I was not intending to write anything today. But my normal Saturday morning habit of reading the news online while waiting for my therapy appointment has thrown up a bit of a curveball.

My reading matter of choice tends to be The Guardian website (largely because it’s about the only newspaper that’s not yet gone behind a paywall – other than the Daily Mail, which I refuse to read). It’s normally quite good escapism from what’s about to come.

But today, it’s not quite so relaxing.

Today, on the front section, there’s a lot of paid for content about autism. It’s been sponsored by the National Autistic Society, so should be relatively accurate.

I’ve read it. And I don’t recognise myself in any of the content.

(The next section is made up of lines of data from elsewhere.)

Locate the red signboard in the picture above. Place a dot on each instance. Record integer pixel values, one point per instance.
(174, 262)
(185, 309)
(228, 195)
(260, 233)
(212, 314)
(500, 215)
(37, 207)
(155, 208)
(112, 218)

It’s good, in a way, that it tries to dispel at least some of the stereotypes around people with autism. At least it’s not perpetuating the myth of the autistic individual as some kind of technology / maths genius.

But I found the content depressing – because the narrative is still around ‘look at what these people can do even though they are autistic’. It is still making people with autism ‘other’. It is still making autism the defining feature about an individual.

Some people with autism may feel like that. I don’t. Autism is part of me, not the whole. And although it’s often challenging navigating through this world that is often not welcoming to people with the difficulties that autism creates, I still feel very much part of the world, not separate to it.

In some ways I am possibly different to many people with autism. I’ve always had an intense interest in people and want to understand how they work – not just to hide my own differences, but to learn about people in their own right.

Through my desire to understand others, I’ve learnt the social rules and conventions of the non-autistic world. I’ve learnt how to read other people, albeit in a different way to most people, and to take account of other people’s feelings and needs. And that world is still where I feel most comfortable.

One example: I find the written communication styles of many of those who work with people with autism to be uncomfortably blunt. One of the so-called ‘truisms’ of people with autism is that things need to be spelt out very clearly. And it’s true that I don’t like ambiguity. However, I’m used to the social niceties of the non-autistic world and I become anxious if I receive communications that don’t conform to those.

Campaigns like this one, which highlight differences, don’t make my life any easier. I don’t want to be seen as ‘other’. I don’t want people to make assumptions about what I can and can’t do because of my condition.

I feel increasingly caught between two worlds. I certainly don’t want to have to go back to hiding my differences – I am not even sure that is even possible. I no longer have any doubts about my diagnosis, or any fear that someone will turn around and say that there’s been a mistake. I am confident in my identity as a person with autism.

But I’m also myself, not just my condition.

I suspect that culturally I will always feel more comfortable in the non-autistic world. The social niceties and conventions of that world are also part of my identity.

However, if the focus is always on difference, I don’t know how long that will remain an option.